ROMA – Dopo la vicenda dei due giapponesi che hanno sborsato 695 euro per una cena in un ristorante del centro storico di Roma, altri tre turisti del Sol Levante, in vacanza a Milano, denunciano di essere stati vittima di un conto record, da circa 7.200 euro, per una serata trascorsa in un locale notturno. Del caso si sta occupando l'Associazione nazionale per la difesa e l'orientamento dei consumatori (Adoc) che, come spiega il presidente Carlo Pileri, ha ricevuto la segnalazione direttamente dall'Ente turistico italiano a Tokyo a cui i tre giapponesi si erano rivolti.
"I tre – racconta – dicono di aver avuto questo problema 7-8 mesi fa in un locale notturno milanese. Hanno bevuto molto, loro stessi lo ammettono, e quando se ne sono andati hanno pagato con la carta di credito. Hanno fatto loro due diversi addebiti, uno da circa 6.700 euro e l'altro da 500 euro.
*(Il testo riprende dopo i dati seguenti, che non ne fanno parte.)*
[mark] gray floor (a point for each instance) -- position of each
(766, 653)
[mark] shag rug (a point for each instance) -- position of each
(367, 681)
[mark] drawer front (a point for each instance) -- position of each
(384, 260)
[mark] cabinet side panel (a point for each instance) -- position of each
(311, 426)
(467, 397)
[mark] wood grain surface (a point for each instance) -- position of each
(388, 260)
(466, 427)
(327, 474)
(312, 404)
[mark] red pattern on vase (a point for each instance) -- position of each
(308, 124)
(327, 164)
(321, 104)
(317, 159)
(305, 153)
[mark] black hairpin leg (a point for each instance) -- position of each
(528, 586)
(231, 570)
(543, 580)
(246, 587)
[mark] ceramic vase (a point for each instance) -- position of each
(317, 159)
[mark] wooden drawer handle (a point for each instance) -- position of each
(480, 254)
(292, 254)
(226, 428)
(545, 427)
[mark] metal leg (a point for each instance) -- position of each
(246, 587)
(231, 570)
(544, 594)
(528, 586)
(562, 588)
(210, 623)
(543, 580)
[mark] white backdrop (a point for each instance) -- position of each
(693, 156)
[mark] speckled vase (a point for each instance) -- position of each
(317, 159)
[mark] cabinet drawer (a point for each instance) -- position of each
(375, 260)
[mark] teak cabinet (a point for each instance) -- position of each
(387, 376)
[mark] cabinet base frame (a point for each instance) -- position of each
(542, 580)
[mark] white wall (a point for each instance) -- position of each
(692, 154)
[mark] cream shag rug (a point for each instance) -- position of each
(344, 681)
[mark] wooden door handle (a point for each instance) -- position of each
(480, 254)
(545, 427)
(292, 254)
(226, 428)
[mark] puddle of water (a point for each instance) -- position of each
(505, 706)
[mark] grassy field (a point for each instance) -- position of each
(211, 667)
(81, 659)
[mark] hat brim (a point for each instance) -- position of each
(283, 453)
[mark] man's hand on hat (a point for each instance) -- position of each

I tre pero' non se ne sono accorti perche' facendo un calcolo della conversione degli euro in yen, hanno pensato si trattasse di una cifra molto piu' bassa".
"Solo al momento di pagare il conto in albergo si sono resi conto che la loro carta era esaurita – racconta Pileri – una volta tornati in Giappone, dopo aver letto del conto salato pagato da due connazionali in vacanza a Roma, hanno pensato di denunciare quanto era capitato loro".
"I tre non dicono di non aver passato una bella serata e ammettono di aver bevuto quella sera ma ritengono che l'importo pagato sia assolutamente sproporzionato", aggiunge Pileri. Attraverso l'ambasciata giapponese a Roma l'Adoc ha consigliato loro di rivolgersi al consolato italiano a Tokyo per sporgere denuncia alla Procura di Milano. "In estate – ricorda Pileri – l'Adoc ha istituito uno sportello per l'assistenza dei turisti stranieri. In molti si sono rivolti a noi per aver pagato conti troppo salati, dal gelato ai taxi all'acqua minerale, indice che un malcostume purtroppo esiste e non favorisce certo il turismo. Ci vorrebbe una maggiore attenzione per il rispetto delle regole".